How Lithium Treats Bipolar Disorder

Lithium is a first-line treatment for patients with bipolar disorder, which is characterized by mood swings between mania and depression. Although widespread use of lithium to treat mania began around the mid-20th century, we still know relatively little about the compound’s mechanism of action. And we know even less about why lithium fails to treat some patients while practically curing others.

lithium on the periodic tableWhen a patient responds well to lithium, mood swings and suicidal tendencies are significantly reduced, and the probability of relapse is strikingly diminished. But over one-third of people who seek treatment for bipolar disorder go through a trial-and-error phase of up to a year just to find out that lithium does absolutely nothing for them. Knowing ahead of time whether someone is a lithium responder could substantially improve treatment efficiency, provide a clue to the poorly understood biological origins of bipolar disorder and help develop new treatments for nonresponders.

Until now, the search for a genetic marker of lithium's effectiveness has been largely unsatisfactory.

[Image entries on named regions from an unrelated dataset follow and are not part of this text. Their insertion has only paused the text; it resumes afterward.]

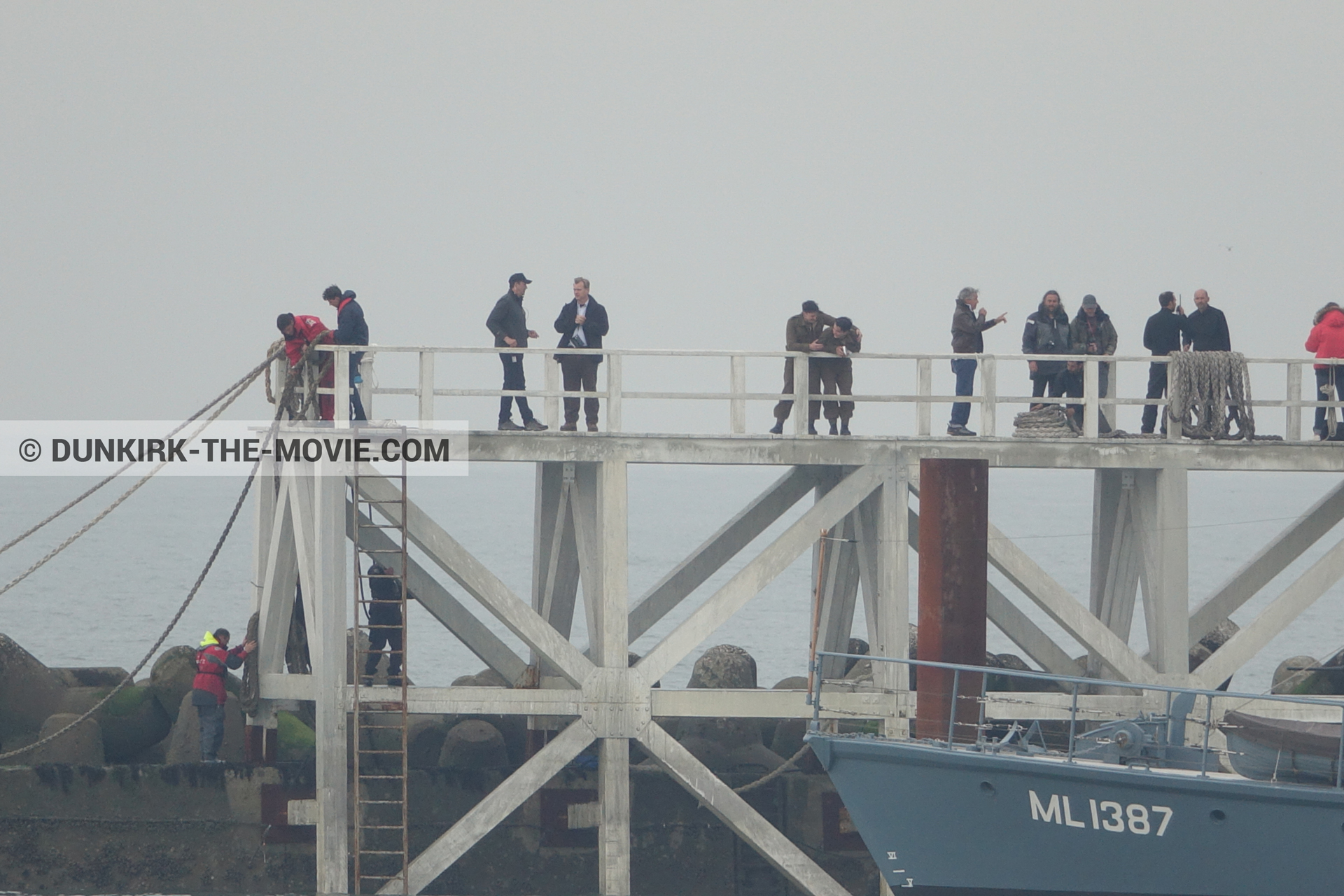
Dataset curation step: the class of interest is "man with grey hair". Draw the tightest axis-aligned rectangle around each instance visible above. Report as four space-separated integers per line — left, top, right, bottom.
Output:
948 286 1008 435
555 276 608 433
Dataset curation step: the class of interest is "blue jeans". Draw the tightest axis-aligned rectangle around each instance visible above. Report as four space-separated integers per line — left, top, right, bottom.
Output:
948 357 976 428
196 703 225 762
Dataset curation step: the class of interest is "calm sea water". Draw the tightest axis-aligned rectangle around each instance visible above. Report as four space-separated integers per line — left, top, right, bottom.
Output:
0 463 1344 690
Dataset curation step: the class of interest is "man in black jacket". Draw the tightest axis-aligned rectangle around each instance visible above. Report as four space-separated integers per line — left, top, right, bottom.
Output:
485 274 546 430
948 286 1008 435
1021 290 1072 408
555 276 608 433
1142 291 1185 435
1182 289 1233 352
323 285 368 421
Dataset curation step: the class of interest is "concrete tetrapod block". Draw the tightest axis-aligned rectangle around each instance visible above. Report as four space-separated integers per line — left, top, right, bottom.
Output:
0 634 66 747
438 719 510 771
164 693 244 766
20 712 105 766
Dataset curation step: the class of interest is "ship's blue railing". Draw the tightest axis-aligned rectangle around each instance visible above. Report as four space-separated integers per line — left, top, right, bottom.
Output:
808 650 1344 788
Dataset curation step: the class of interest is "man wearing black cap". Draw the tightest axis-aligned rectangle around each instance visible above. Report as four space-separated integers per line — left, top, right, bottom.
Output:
485 274 546 430
323 285 368 421
770 298 836 435
1142 291 1185 435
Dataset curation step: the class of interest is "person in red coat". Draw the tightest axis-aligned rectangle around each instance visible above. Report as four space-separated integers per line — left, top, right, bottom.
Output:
191 629 257 762
1306 302 1344 440
276 314 336 421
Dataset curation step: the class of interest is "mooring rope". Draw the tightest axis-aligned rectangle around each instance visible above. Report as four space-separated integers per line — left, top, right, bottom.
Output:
1012 405 1081 440
0 373 290 762
1167 352 1255 442
0 342 284 554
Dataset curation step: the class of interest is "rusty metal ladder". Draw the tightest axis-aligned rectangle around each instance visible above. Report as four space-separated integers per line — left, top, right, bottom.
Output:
351 448 410 896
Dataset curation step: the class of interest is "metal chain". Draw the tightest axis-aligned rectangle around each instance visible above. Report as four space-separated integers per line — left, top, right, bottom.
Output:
0 345 279 554
0 370 297 762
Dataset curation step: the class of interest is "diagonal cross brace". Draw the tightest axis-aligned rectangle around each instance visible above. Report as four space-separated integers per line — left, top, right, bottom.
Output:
359 474 594 687
345 501 527 682
630 466 816 640
636 465 883 681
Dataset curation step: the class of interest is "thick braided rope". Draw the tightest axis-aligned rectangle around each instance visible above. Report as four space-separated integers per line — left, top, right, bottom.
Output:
1012 405 1079 440
0 345 286 554
0 376 288 762
1167 352 1255 440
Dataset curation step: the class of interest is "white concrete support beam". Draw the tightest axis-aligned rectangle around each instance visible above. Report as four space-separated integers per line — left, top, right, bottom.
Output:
640 722 849 896
312 462 349 895
637 466 883 681
532 461 580 645
1188 481 1344 648
630 466 816 640
596 461 630 896
345 501 527 684
1134 468 1189 677
392 722 593 896
1087 470 1142 678
1195 541 1344 689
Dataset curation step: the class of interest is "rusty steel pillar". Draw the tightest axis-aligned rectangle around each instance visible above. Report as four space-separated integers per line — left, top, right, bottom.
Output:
916 458 989 741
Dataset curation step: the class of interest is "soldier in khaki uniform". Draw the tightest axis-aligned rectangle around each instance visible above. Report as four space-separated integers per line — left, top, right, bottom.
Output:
809 317 863 435
770 298 836 435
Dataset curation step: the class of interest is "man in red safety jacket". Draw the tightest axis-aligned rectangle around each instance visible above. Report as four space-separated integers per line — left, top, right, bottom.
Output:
276 314 336 421
191 629 257 762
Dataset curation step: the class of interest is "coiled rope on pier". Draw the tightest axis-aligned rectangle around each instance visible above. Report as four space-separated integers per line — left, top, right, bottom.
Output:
1167 352 1255 442
0 356 295 762
1012 405 1082 440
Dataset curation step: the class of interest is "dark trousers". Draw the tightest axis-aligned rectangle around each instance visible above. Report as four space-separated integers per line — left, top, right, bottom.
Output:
808 357 853 423
1031 371 1065 398
349 352 368 421
1142 364 1170 433
500 354 532 423
774 357 821 422
1312 367 1341 438
948 357 976 428
1056 364 1110 433
561 355 598 426
364 622 405 684
196 703 225 762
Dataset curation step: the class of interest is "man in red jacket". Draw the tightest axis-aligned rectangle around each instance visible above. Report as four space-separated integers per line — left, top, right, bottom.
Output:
191 629 257 762
276 314 336 421
1306 302 1344 440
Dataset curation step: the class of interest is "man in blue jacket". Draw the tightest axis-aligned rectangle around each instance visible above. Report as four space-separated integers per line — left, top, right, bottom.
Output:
323 285 368 421
555 276 608 433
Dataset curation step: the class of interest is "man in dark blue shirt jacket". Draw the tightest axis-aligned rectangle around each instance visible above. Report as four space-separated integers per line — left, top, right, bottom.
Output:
323 285 368 421
1142 291 1185 434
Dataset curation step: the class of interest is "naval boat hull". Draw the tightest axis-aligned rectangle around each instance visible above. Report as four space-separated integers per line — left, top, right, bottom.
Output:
809 735 1344 896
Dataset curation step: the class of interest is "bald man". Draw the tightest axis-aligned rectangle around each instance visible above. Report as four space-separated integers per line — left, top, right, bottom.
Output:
1182 289 1233 352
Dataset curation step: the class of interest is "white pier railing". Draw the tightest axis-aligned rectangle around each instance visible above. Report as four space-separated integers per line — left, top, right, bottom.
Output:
304 345 1344 442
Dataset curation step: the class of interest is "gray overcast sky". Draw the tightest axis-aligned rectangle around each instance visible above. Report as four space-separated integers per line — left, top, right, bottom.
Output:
0 0 1344 418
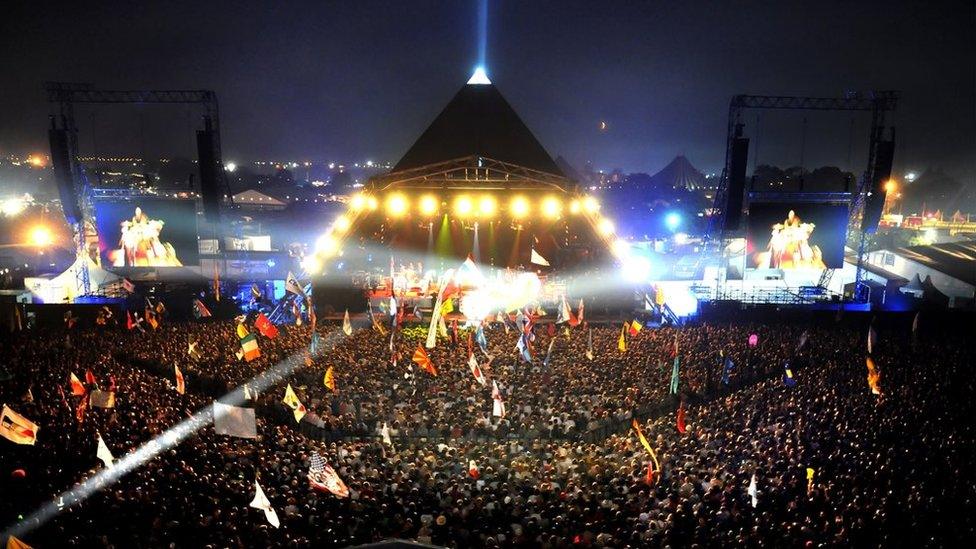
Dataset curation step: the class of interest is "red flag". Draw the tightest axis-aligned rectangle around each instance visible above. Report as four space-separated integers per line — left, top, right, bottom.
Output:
678 402 688 435
413 345 437 377
68 372 87 396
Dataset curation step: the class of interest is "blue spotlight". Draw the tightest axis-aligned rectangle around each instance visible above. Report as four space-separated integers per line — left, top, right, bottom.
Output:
664 212 681 232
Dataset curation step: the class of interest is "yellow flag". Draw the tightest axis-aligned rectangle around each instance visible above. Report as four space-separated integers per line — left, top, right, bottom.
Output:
322 366 335 391
631 418 661 471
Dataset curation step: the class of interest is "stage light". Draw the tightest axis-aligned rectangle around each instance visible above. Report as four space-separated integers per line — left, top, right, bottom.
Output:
478 196 498 217
420 194 437 215
0 198 27 217
349 193 366 212
386 193 407 217
664 212 681 231
511 196 529 217
332 215 352 233
583 196 600 214
610 238 630 259
454 196 474 217
542 196 563 219
30 226 54 248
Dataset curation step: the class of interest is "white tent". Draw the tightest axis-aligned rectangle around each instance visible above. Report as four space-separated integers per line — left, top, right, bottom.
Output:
24 255 121 303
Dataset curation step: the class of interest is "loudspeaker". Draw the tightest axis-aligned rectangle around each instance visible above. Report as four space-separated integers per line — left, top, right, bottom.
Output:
722 137 749 231
861 139 895 234
47 128 81 224
197 129 223 223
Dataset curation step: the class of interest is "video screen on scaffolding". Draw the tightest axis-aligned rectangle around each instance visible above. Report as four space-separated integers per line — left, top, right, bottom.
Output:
746 202 848 270
95 198 199 268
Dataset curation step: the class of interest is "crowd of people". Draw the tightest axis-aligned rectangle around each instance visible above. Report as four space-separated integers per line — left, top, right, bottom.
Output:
0 306 976 547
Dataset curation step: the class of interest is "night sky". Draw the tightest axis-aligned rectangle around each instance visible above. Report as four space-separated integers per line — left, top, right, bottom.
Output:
0 0 976 178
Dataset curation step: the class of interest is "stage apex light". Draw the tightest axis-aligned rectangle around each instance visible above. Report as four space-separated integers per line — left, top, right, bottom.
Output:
349 193 366 212
478 196 498 217
454 196 474 217
386 193 407 217
583 196 600 214
332 215 352 233
420 194 437 215
542 196 563 219
664 212 681 231
510 196 529 217
30 225 54 248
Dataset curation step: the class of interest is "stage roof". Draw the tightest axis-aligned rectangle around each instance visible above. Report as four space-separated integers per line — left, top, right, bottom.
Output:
388 84 564 179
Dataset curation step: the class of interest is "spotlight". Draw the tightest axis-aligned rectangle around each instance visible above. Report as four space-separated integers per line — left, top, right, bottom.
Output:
349 193 366 212
664 212 681 231
542 196 563 219
420 194 437 216
386 193 407 217
511 196 529 217
583 196 600 214
478 196 498 217
332 215 352 233
454 196 474 217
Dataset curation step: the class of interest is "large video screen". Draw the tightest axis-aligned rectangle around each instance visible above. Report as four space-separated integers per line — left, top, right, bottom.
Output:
95 198 198 267
746 202 847 269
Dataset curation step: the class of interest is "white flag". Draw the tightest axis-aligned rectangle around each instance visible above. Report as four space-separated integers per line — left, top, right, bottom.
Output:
95 435 115 467
529 248 549 267
213 400 258 438
251 480 281 528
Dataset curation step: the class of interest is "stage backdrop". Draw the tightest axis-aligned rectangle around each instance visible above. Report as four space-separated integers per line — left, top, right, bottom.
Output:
95 198 199 267
746 202 848 269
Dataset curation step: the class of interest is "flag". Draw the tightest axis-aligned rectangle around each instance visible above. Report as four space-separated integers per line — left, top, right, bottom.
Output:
250 480 281 528
468 351 488 386
186 340 202 360
7 536 33 549
68 372 88 396
322 366 336 393
864 357 881 395
630 318 644 337
0 404 38 446
213 398 258 438
308 452 349 498
413 345 437 377
173 364 186 395
586 328 593 360
491 380 505 418
88 389 115 408
241 334 261 362
95 435 115 467
193 299 212 318
783 361 796 387
254 313 278 339
675 401 688 435
630 418 661 471
281 383 306 422
529 248 550 267
285 271 305 297
671 357 681 395
746 473 759 509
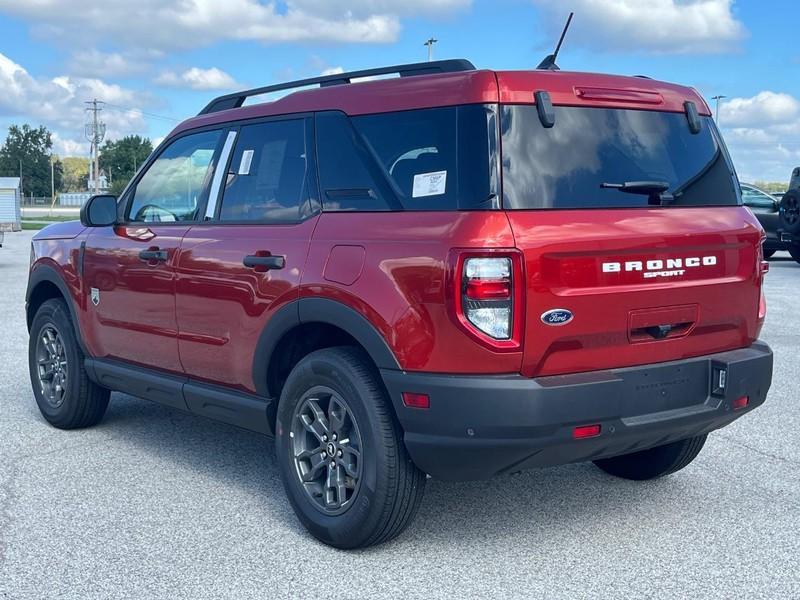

Three genomewide association studies (GWAS) have scanned the genomes of patients with bipolar disorder to find small genetic differences, called single nucleotide polymorphisms (SNPs, pronounced “snips”), that are correlated with lithium response. Unfortunately, early studies were unable to produce replicable results or simply found no significant associations. These negative results may have occurred for myriad reasons, including relatively small sample sizes and inconsistent criteria for what counts as a “response” to lithium.

The most recent GWAS, a collaboration across 22 different institutions, including The Johns Hopkins University, analyzed the genomes of 2,563 participants with bipolar disorder across Europe, America, Asia and Australia. The researchers found four SNPs grouped in a small region of chromosome 21 and shared by the patients who responded to lithium.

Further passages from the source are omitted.